しかしそこをあえて音声化せず、漢字のイメージだけを右脳を高速に使って追っていくことで、いずれ80-90%ぐらいの意味はわかるようになるのかもしれません。この捨てた10-20%についてはいったん割り切って、「2時間かかっていた本を10分で読めるように」なることを優先する。そして、2回、3回と繰り返し読むことで100%に達すればいい、という考え方なのでしょう。

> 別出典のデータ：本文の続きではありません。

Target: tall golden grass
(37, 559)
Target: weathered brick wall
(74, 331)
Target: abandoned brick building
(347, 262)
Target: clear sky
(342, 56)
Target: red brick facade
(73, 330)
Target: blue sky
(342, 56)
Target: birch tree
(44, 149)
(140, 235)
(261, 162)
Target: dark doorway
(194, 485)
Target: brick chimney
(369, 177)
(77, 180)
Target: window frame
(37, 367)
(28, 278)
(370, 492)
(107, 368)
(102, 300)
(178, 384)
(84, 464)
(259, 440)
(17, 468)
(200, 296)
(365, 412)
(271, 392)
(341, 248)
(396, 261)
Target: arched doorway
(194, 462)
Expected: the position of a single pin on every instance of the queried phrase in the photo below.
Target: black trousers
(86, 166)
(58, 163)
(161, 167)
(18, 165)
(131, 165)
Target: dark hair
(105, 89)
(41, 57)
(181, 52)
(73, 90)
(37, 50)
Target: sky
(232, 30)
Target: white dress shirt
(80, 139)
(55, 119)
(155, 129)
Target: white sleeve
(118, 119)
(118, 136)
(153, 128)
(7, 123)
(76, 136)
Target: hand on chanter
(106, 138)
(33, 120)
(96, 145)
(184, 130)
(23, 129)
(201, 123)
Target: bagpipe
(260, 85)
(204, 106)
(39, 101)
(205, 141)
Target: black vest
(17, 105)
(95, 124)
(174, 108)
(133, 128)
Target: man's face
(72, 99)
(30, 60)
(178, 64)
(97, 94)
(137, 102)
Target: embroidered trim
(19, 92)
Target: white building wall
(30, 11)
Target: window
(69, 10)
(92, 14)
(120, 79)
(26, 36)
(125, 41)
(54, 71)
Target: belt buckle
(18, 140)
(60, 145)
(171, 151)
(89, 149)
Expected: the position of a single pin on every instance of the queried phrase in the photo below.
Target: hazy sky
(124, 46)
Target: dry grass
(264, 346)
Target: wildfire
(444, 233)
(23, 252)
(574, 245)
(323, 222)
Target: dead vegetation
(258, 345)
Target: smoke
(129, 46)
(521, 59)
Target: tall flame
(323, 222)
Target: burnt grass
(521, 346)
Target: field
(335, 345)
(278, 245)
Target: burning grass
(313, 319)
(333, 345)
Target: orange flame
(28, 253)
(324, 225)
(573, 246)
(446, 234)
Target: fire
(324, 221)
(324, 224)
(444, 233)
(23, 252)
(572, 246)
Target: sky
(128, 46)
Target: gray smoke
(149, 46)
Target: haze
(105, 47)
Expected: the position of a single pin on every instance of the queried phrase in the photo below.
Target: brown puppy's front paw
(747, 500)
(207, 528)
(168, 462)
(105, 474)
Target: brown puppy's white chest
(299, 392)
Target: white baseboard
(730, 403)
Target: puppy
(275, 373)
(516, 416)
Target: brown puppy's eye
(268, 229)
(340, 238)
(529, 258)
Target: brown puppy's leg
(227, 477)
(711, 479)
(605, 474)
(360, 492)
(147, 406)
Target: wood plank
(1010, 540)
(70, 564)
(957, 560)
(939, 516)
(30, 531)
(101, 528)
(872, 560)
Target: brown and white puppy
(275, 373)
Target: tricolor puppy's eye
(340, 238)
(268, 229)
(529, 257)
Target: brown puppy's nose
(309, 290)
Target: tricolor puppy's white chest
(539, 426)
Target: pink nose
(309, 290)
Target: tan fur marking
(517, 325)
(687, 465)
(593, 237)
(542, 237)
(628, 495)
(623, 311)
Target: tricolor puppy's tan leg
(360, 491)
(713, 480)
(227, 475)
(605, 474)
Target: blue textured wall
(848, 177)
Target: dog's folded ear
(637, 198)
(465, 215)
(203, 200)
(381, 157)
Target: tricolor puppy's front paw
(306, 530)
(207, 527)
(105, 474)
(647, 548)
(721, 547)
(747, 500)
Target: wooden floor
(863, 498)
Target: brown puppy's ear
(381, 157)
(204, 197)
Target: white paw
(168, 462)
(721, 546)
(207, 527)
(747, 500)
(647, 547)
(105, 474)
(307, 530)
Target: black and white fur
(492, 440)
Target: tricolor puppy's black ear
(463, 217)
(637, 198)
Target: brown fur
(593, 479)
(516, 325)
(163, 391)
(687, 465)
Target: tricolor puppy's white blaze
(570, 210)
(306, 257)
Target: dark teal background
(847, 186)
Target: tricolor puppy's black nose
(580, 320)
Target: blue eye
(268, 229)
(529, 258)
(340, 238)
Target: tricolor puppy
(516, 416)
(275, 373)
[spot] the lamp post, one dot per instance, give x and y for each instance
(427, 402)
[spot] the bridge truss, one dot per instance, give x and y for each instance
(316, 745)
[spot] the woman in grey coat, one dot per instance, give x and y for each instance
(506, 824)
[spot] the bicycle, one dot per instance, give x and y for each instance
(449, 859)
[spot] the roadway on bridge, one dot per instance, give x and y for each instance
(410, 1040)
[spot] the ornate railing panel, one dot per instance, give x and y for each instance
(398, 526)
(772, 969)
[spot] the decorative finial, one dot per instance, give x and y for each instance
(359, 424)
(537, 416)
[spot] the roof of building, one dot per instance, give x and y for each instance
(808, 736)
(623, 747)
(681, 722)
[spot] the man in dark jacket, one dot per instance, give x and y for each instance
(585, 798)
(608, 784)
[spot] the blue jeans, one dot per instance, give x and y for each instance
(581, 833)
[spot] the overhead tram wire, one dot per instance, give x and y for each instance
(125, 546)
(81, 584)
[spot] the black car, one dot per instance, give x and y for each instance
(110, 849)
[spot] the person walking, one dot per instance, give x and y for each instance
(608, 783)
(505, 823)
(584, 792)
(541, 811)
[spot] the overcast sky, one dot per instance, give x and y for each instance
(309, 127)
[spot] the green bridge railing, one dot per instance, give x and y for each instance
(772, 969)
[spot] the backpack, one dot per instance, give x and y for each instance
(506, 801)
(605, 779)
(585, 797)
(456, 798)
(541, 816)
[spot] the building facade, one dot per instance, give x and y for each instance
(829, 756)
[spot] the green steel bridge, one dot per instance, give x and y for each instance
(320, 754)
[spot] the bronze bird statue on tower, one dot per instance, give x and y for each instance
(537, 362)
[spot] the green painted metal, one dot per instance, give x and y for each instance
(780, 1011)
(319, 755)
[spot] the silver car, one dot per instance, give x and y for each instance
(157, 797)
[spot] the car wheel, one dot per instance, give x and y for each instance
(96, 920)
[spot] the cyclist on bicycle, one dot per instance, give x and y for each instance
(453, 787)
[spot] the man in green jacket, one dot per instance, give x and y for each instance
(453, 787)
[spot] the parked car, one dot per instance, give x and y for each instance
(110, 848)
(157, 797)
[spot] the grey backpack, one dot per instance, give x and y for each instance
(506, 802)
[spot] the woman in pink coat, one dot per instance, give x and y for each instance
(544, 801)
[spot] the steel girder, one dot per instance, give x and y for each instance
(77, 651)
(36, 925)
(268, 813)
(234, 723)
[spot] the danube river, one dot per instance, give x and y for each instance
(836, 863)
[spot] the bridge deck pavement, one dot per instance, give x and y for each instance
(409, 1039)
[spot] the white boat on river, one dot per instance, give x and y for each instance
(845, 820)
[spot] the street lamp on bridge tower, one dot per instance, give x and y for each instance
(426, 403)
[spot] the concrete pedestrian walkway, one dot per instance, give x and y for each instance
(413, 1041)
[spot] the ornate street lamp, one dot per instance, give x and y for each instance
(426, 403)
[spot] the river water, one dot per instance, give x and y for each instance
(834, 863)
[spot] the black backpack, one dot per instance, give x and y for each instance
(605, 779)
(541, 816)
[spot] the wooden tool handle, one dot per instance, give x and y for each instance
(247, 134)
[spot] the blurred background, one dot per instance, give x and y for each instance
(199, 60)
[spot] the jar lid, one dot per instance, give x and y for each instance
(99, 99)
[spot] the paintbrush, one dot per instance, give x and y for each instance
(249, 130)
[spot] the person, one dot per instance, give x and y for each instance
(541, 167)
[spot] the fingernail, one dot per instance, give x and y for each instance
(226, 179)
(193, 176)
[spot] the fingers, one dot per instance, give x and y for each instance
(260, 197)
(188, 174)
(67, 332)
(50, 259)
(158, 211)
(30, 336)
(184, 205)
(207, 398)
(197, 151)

もうひとつ。著者の言う速読術は斜め読みやフォトリーディングとは違って、基本的には1行ずつ高速に追って行くやりかたのようです(ひらがなは飛ばすにしても)。私は1行ずつきちんと読んでいくことが大切だと以前から感じていたので、この点には好感を持ちました。

私は速読の訓練をしていないせいか、さすがに本書を10分で読むことはできませんでしたが、それでも1時間ほどで読み終えてしまいました。内容が薄いのか、わずかながら速読できるようになったのか、その両方なのか、難しいところです。

「速読ってどんなものだろう?」と思った人が暇つぶしに読むのにはよいと思いますが、実際に速読を身につけたい方には、もっと別のよい本があるような気がします。